Carmen: It’s so great, it’s so real. For those of you listening, John also has a number of other things he has written, including several nonfiction books, in addition to the wildly popular Hank the Cowdog series. Maverick Books is the publishing company and you had to start your own publishing company because nobody would publish your books. And now, some 11 million volumes in, I bet they regret that.
John: Yeah, I expect that they do, but they didn’t want me, and it’s turned out to be a real blessing. As I said, somewhere in one of my books, sometimes blessings come disguised as dumb luck. I was turned away by the publishing and the entertainment business and I’m so glad now because my wife and I and another family in Perryton control every word that goes into those books. And we are churchgoers, we are believers, we are parents of children, and we understand our responsibility for providing your family with entertainment that nourishes their spirit.

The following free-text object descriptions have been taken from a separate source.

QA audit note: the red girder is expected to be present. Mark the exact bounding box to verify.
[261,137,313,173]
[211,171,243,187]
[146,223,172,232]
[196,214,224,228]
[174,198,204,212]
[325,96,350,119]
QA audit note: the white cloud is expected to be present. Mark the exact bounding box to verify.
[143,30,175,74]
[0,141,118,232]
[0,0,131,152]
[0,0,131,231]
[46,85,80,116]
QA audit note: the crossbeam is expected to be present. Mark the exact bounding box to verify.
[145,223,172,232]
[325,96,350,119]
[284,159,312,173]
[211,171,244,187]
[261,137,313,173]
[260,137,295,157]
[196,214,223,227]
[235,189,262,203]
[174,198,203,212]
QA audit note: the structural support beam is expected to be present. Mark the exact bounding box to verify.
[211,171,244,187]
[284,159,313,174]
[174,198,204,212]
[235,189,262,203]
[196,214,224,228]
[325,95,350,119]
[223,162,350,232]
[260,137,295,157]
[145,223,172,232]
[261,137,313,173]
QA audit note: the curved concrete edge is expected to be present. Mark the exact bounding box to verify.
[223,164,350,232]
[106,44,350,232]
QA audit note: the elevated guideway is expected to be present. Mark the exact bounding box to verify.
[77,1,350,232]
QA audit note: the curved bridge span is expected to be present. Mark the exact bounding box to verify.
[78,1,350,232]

Carmen: Well, we love it and I don’t mind saying out loud, we love you. One of the things that I have read that you have said, I’d like to just read to everybody, John says of himself, “A writer writes. That’s who I am and what I do. I write four hours every morning, seven days a week. I wasn’t smart enough to be a plumber and I’m too old to get an honest job. It’s not what I set out to do in my years as an apprentice writer. It’s much better. I work for a dog, and he paid off my ranch. I’ve tried to give my readers the gift of innocent laughter, and we’ve sold over 10 million Hank books. I’ve never published anything that would shame my mother, and I sleep well at night when I’m not worrying about the drought. I’m still living with the same gal who brung me to the dance 55 years ago. My dogs like me and sometimes I think my kids do too.”

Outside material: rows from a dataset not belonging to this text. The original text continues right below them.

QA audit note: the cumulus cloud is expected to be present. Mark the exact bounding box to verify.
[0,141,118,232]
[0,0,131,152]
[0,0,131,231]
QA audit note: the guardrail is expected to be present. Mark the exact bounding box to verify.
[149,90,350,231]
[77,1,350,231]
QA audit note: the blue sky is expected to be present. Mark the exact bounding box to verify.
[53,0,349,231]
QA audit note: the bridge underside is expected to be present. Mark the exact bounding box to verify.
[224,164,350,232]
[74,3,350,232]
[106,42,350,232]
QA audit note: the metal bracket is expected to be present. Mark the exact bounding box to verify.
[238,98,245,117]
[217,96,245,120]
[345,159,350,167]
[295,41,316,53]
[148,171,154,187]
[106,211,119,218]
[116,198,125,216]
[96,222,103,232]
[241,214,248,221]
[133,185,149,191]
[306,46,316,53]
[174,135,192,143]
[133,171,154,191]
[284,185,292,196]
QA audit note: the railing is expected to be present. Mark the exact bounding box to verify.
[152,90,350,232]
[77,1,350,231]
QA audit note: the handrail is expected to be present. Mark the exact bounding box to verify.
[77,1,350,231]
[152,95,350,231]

John, I love that. And I wanted to say thank you. I wanted to say thank you for being a writer we can trust, a voice we absolutely love in our home, and I want to thank you for the gift now of the third generation of LaBerge kids who are being raised with Hank the Cowdog. And so thank you.
John: Well, that’s a great compliment, Carmen. Thank you.
Listener’s Guide: What’s Next?
Before you quickly move on to the next thing on our to-do list, let’s take a moment to pause, reflect on what we have heard and consider what God may be asking us to do in response.
- When thinking about your diet of entertainment, what proportion would “nourish the spirit” as John describes?
- How does storytelling help us see or understand things we might not otherwise catch? Can you think of an example in your own life?
- Why does it matter who or what we listen to— even if the stories are fictional and humorous?
- Pray for authors and creators as they make books, movies, shows, etc that will influence generations of people.
- Praise God for people like John Erickson who are using their creative gifts to tell excellent, captivating stories that reflect the good, true and beautiful.
- Pray for a discerning heart when it comes to your own entertainment diet.
- If you have not already, check out Hank the Cowdog and share them with your friends and family! Then, consider intentionally thinking through how these stories— and others like them— might have a lasting, positive effect on you and those around you.
- Influence the entertainment industry with your choices, putting your money and eyeballs/ears into the kind of stories you want.